仏米の大学研究者らネイチャー誌に論文。損傷克服する自律ロボットに道
6本足のロボットで1本が動かない!試行錯誤で失った機能を補うアルゴリズム開発

実験に使った6本足ロボット(Antoine Cully/UPMC)

 動物が足にケガをすると、足を引きずりながらも、ちゃんと前に歩こうとする。これと同じように、6本足のロボットで1本の足が動かなくなると、試行錯誤で失った機能を補いながら、まっすぐ歩く機械学習のアルゴリズムが開発された。フランスのソルボンヌ大学、ピエール・マリー・キュリー大学(UPMC)、米ワイオミング大学の研究者らの成果。5月28日号の科学誌ネイチャーのトップ論文として掲載された。

 同じアルゴリズムを使い、平面空間をアームが水平移動するロボットでもダメージを補いながら、所定の目的を達成できることを実証。いずれの場合も、新しい動きを憶えるまでの時間は、おおむね2分以内だった。

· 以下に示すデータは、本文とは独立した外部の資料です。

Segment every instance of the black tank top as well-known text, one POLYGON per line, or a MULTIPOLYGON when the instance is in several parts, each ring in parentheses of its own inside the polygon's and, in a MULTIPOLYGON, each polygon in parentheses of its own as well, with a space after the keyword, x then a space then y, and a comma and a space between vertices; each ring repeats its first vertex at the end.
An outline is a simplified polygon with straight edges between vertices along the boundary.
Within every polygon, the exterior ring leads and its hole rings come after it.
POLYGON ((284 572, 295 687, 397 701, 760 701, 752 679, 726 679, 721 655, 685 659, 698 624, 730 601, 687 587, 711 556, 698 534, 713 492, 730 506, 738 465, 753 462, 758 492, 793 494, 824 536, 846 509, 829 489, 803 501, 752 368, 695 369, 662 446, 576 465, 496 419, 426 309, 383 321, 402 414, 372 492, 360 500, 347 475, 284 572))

 この機能を発展させれば、同じアルゴリズムでツルツルやデコボコといったさまざまな地表面にロボットが適応しながら前に進んだり、初めて遭遇した状況に対処するのに新しい行動を編み出したり、といった能力をロボットに持たせられる可能性があるという。将来は自律的な災害対応ロボットへの適用を見込んでいる。

 ロボットに採用した機械学習のアルゴリズムでは、まず行動・能力の相関を表したマップを作成。クモのような格好をした6本足のロボットに対し、1本の足を動かなくしたり、足の先端部を取り外したり、足そのものを失ったりといった5種類のダメージをロボットに与えた。すると、あらかじめ作成しておいた行動・能力マップと、実際の行動や状況を比較。その差から「まっすぐ歩く」という目的を達成するために、ロボットの残りの足の動きや着地している時間をどう変えればいいか、試行錯誤で解決策を見いだしていった。

 一方、アーム型ロボットでは、ボールを持たせ、平面空間をアームが滑るように動いていってボールをカゴに入れる作業が対象。ロボット自体は8つの関節でつながり、それらが協調しながらいっしょに動いてボールを持つ先端部が所定の位置で止まるようになっている。動かなくする関節の位置を変えたり14種類のダメージを試したところ、こちらも試行錯誤を重ねながら、ロボットがカゴの真上で止まり、ボールを入れる動作を学習した。

【YouTube映像はこちら↓】
https://www.youtube.com/watch?v=u_NJNyOGfEU
ニュースイッチオリジナル
藤元正
藤元正 Fujimoto Tadashi
ロボットの研究成果がネイチャー誌のトップを飾るのは極めて珍しい。というのも、今回の成果が単体のロボット開発ものではなく、汎用性の高いアルゴリズムだったからだろう(あるいはDARPAロボティクスチャレンジの開催直前だから?)。このアルゴリズムを発展させれば、人間が行けないような災害現場や遠く離れた惑星探査などで、さまざまなダメージを克服しながらミッションを遂行する堅牢なロボットが実用化できるかもしれない。